Rega assicura: «Il museo dello Splendore non chiuderà»
GIULIANOVA. Il Museo d’arte dello Splendore, uno dei punti di riferimento della cultura in Abruzzo, non chiuderà. Ad assicurarlo è Domenico Rega, presidente della Piccola Opera Charitas, che ha...
GIULIANOVA. Il Museo d’arte dello Splendore, uno dei punti di riferimento della cultura in Abruzzo, non chiuderà.
Ad assicurarlo è Domenico Rega, presidente della Piccola Opera Charitas, che ha continuato il percorso tracciato dal fondatore della struttura, padre Serafino Colangeli. «Non potendo più ricoprire il ruolo di socio fondatore della fondazione Museo d’arte dello Splendore per ragioni legate all’entrata in vigore della nuova normativa riguardante il terzo settore», ha spiegato Rega, «e intendendo comunque proseguire l’avventura iniziata da padre Serafino ventitre anni fa, la Fondazione Piccola Opera Charitas assumerà la gestione diretta del museo stesso che, al pari della biblioteca padre Serafino Colangeli, tornerà appieno in seno alla Fondazione».

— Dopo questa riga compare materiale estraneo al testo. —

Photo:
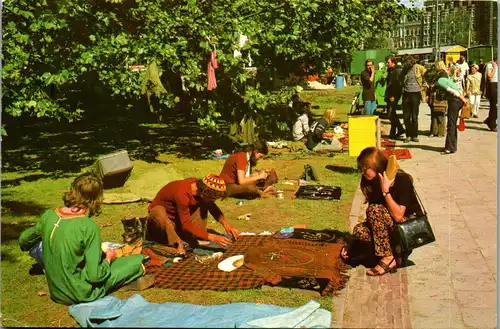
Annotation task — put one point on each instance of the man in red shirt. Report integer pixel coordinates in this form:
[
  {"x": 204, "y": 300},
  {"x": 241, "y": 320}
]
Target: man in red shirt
[
  {"x": 180, "y": 209},
  {"x": 237, "y": 173}
]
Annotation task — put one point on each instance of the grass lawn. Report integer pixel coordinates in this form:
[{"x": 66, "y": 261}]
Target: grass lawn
[{"x": 26, "y": 193}]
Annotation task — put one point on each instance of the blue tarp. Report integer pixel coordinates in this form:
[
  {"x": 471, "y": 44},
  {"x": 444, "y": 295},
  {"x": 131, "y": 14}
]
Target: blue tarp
[{"x": 138, "y": 312}]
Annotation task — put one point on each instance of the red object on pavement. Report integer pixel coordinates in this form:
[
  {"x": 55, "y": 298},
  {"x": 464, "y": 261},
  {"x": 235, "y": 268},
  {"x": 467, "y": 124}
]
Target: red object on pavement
[{"x": 388, "y": 143}]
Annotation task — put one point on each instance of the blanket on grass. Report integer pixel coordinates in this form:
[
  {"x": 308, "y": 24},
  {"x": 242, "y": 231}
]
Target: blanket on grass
[
  {"x": 317, "y": 259},
  {"x": 139, "y": 313}
]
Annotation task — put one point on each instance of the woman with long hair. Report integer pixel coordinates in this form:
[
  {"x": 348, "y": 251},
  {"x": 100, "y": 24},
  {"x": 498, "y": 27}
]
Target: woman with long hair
[
  {"x": 455, "y": 100},
  {"x": 73, "y": 260},
  {"x": 389, "y": 202}
]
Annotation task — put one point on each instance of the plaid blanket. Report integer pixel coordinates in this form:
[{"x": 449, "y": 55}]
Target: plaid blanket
[{"x": 189, "y": 274}]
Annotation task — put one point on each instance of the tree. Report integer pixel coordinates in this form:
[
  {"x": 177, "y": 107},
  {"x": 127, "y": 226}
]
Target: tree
[{"x": 51, "y": 48}]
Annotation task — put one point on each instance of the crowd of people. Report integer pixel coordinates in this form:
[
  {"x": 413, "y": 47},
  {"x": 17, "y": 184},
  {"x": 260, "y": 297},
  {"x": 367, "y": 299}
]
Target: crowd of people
[
  {"x": 447, "y": 90},
  {"x": 66, "y": 242}
]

La volontà del presidente della Piccola Opera Charitas, dunque, è quella di preservarne l’attività, la sua rilevante importanza in ambito cittadino, provinciale e nazionale, il nome e l’immagine conquistata negli anni. Lo stesso Rega auspica di mantenere vivo il rapporto che c’è con il Comune di Giulianova, senza il quale il Museo d’Arte dello Splendore non potrebbe proseguire nel suo percorso. «Una collaborazione che sarà cercata attraverso forme da definirsi di comune accordo», conclude il presidente della Piccola Opera Charitas, «e che, nell’interesse di entrambe le parti, consenta di promuovere e sviluppare le attività artistiche e culturali, potenziando l’offerta turistica di Giulianova attraverso questo importante punto di riferimento così caro a padre Serafino e a tutti i giuliesi». (al.al.)